Da spin-off di ricerca in ambito universitario ad azienda: la storia e i servizi della realtà veronese

Personal Genomics opera nell’ambito della genomica e dello studio del DNA per la diagnostica clinica. Ce ne parlano l’ing. Stefania Mariani e il prof. Paolo Garagnani.

La Personal Genomics nasce nel 2010 come un doppio spin-off universitario nell’ambito della genomica, condotto insieme agli atenei di Verona e Bologna. Nel 2017 il percorso di crescita intrapreso permette al progetto di evolversi, diventando azienda, portando la genomica dall’ambiente universitario a quello della diagnostica clinica. L’obiettivo è quello di rendere la tecnologia genomica usufruibile nei processi di diagnostica della sanità nazionale ma anche per i singoli pazienti che vogliono conoscere meglio se stessi e il proprio DNA.

L’azienda fornisce due tipi di servizio: uno è dedicato al supporto alla ricerca e mette a disposizione degli istituti di ricerca e delle aziende farmaceutiche i protocolli di know how acquisito. Il secondo, invece, opera a livello ingegneristico con lo sviluppo di test per la diagnostica finalizzati al supporto alla cura e alla prevenzione.
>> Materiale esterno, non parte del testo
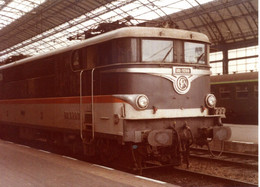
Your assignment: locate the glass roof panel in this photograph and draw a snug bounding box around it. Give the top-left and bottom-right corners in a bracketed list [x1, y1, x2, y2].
[0, 0, 46, 30]
[0, 0, 217, 61]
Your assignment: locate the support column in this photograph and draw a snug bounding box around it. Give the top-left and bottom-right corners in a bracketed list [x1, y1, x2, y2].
[222, 48, 228, 74]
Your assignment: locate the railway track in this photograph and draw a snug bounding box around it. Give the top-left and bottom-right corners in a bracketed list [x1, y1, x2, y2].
[143, 149, 258, 187]
[3, 137, 258, 187]
[190, 148, 258, 170]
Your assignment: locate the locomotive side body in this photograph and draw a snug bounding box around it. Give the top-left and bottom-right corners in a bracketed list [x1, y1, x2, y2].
[0, 27, 230, 167]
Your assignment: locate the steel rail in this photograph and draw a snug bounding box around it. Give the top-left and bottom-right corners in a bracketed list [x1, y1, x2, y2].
[173, 168, 258, 187]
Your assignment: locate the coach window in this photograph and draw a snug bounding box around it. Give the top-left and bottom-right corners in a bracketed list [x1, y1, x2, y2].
[236, 85, 248, 99]
[219, 87, 231, 99]
[254, 85, 258, 97]
[142, 39, 173, 62]
[184, 42, 207, 64]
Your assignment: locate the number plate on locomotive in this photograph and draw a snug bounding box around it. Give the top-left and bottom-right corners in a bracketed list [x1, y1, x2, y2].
[173, 68, 191, 74]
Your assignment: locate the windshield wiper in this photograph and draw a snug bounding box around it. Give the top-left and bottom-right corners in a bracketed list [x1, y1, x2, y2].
[197, 53, 205, 63]
[162, 47, 173, 62]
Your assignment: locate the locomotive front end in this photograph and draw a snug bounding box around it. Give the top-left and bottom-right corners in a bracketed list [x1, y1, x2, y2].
[104, 29, 231, 165]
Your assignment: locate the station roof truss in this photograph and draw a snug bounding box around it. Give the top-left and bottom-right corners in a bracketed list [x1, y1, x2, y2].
[0, 0, 258, 61]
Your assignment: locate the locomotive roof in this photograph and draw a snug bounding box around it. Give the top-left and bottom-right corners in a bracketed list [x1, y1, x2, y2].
[0, 27, 210, 70]
[210, 72, 258, 84]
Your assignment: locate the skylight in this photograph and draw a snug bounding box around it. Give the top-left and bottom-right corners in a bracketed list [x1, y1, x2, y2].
[0, 0, 212, 61]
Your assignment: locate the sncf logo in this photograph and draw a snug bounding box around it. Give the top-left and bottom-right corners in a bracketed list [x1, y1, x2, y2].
[173, 76, 190, 94]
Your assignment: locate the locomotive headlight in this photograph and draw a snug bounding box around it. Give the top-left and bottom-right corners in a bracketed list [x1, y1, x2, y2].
[136, 95, 149, 109]
[206, 94, 217, 108]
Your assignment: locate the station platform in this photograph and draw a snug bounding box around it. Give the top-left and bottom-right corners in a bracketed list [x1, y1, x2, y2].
[211, 124, 258, 155]
[0, 140, 175, 187]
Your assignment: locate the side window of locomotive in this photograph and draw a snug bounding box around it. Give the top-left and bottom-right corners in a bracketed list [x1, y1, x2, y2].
[142, 39, 173, 62]
[184, 42, 207, 64]
[219, 86, 231, 99]
[236, 85, 248, 99]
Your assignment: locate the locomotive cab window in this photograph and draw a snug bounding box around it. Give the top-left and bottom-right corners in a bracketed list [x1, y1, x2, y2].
[142, 39, 173, 62]
[184, 42, 207, 64]
[219, 87, 231, 99]
[236, 85, 248, 99]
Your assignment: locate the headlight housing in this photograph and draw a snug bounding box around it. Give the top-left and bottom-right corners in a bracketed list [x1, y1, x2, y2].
[136, 95, 149, 109]
[206, 94, 217, 108]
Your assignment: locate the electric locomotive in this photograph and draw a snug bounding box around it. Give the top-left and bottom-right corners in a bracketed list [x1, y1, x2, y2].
[0, 27, 231, 168]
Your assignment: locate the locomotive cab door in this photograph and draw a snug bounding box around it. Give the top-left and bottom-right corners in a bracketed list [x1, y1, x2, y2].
[79, 68, 95, 142]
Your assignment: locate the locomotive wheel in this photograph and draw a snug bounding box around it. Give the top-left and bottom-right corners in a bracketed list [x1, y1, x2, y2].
[97, 139, 117, 164]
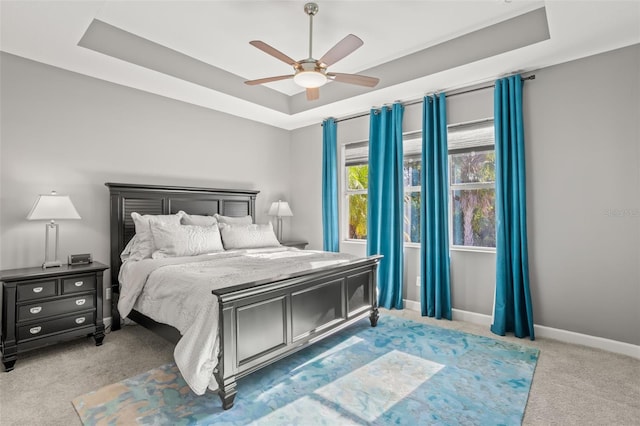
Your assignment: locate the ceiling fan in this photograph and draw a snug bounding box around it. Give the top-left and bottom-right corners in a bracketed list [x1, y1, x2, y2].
[245, 3, 380, 101]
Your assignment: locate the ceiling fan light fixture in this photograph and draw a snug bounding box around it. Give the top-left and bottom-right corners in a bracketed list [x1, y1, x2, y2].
[293, 71, 327, 89]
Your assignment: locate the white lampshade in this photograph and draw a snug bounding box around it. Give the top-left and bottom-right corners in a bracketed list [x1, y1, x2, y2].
[269, 200, 293, 217]
[27, 191, 80, 220]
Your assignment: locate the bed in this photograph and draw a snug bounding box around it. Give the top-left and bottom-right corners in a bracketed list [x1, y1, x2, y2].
[105, 183, 381, 410]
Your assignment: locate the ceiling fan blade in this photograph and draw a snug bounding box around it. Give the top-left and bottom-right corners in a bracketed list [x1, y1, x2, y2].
[327, 72, 380, 87]
[244, 74, 293, 86]
[318, 34, 364, 66]
[307, 87, 320, 101]
[249, 40, 297, 66]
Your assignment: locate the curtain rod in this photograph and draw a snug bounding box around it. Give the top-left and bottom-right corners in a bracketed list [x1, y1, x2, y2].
[328, 74, 536, 125]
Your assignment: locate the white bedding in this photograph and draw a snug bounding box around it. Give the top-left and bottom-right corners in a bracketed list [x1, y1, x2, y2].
[118, 247, 354, 395]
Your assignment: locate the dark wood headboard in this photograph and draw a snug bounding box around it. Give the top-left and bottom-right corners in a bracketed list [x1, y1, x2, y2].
[105, 182, 260, 324]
Tutti i servizi offerti dalla Personal Genomics sono elencati nella Carta Servizi: tutte le attività del laboratorio di diagnostica e delle indagini clinico-diagnostiche vengono effettuate con le più moderne tecniche di sequenziamento del DNA, queste permettono l’analisi di un singolo gene come di pannelli interi di geni, fino al sequenziamento dell’intero genoma.
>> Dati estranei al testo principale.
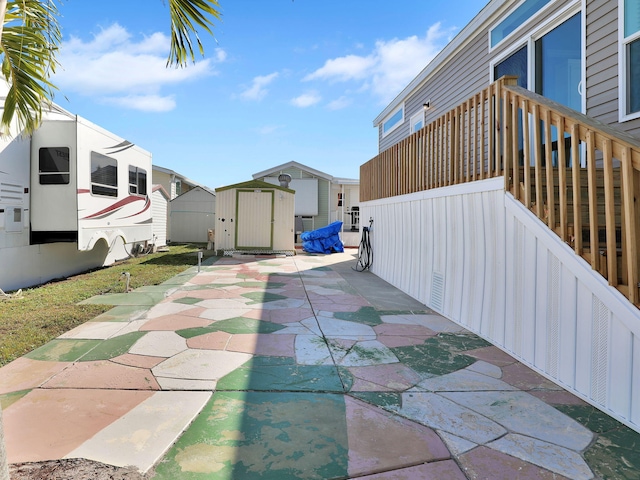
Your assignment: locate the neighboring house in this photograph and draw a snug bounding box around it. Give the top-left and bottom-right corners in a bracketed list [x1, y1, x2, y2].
[360, 0, 640, 431]
[0, 96, 152, 291]
[151, 185, 169, 248]
[169, 186, 216, 243]
[153, 165, 215, 248]
[253, 162, 360, 246]
[153, 165, 202, 200]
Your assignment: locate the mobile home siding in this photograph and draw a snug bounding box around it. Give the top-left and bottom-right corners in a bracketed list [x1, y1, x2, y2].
[378, 0, 574, 152]
[586, 0, 640, 137]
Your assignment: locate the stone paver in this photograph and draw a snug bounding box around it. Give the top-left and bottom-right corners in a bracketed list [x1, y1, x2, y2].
[0, 253, 640, 480]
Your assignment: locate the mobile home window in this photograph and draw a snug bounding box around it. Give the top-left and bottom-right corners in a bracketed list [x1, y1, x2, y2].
[410, 111, 424, 133]
[382, 105, 404, 135]
[489, 0, 550, 47]
[38, 147, 70, 185]
[621, 0, 640, 115]
[129, 166, 147, 195]
[91, 152, 118, 197]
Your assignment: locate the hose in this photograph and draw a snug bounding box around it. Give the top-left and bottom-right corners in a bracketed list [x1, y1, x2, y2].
[354, 218, 373, 272]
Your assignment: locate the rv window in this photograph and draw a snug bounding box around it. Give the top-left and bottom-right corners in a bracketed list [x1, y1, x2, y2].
[129, 166, 147, 195]
[38, 147, 70, 185]
[91, 152, 118, 197]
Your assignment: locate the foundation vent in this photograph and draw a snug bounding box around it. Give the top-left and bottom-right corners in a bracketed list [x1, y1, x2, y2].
[547, 253, 561, 377]
[591, 296, 609, 405]
[430, 272, 444, 313]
Conoscere il DNA vuol dire conoscere se stessi: la genomica permette, ad esempio, di individuare varianti del genoma che indicano una predisposizione alla sviluppo di una malattia o patologia. Questo si può tradurre in un intervento di prevenzione prima che la malattia si manifesti. Personal Genomics si occupa soprattutto di diagnostica clinica avanzata ma lo studio del genoma diverrà sempre più a portata di tutti, anche per scopi considerati più frivoli. Fino a 10 o 15 anni fa, infatti, la genomica in Italia era uno strumento quasi esclusivamente di ricerca; negli ultimi anni ha vissuto una rivoluzione industriale con conseguente progresso tecnologico.

Un progresso che, nell’ultimo anno più che mai, ha avuto ampia applicazione. Con l’avvento della pandemia di Covid-19, la ricerca ha potuto realizzare il genoma del virus e individuare le proteine prodotte. Questo ha permesso di effettuare test per tracciare il decorso dell’infezione e, di conseguenza, capire come indebolirla. Gli stessi vaccini hanno usufruito della tecnologia genomica per studiare e comprendere il funzionamento del sistema immunitario.

L’arrivo della pandemia ha rivoluzionato i piani dell’azienda, al momento molto impegnata ad esempio nell’analisi dei tampone e nel sequenziamento delle varianti. Questo non interrompe i piani di sviluppo pluriennali della Personal Genomics che includono ampliare ulteriormente la Carta Servizi, lavorare sull’identificazione dei pannelli genetici legati a malattie e patologie ancora difficili da diagnosticare e continuare a collaborare con le strutture sanitarie.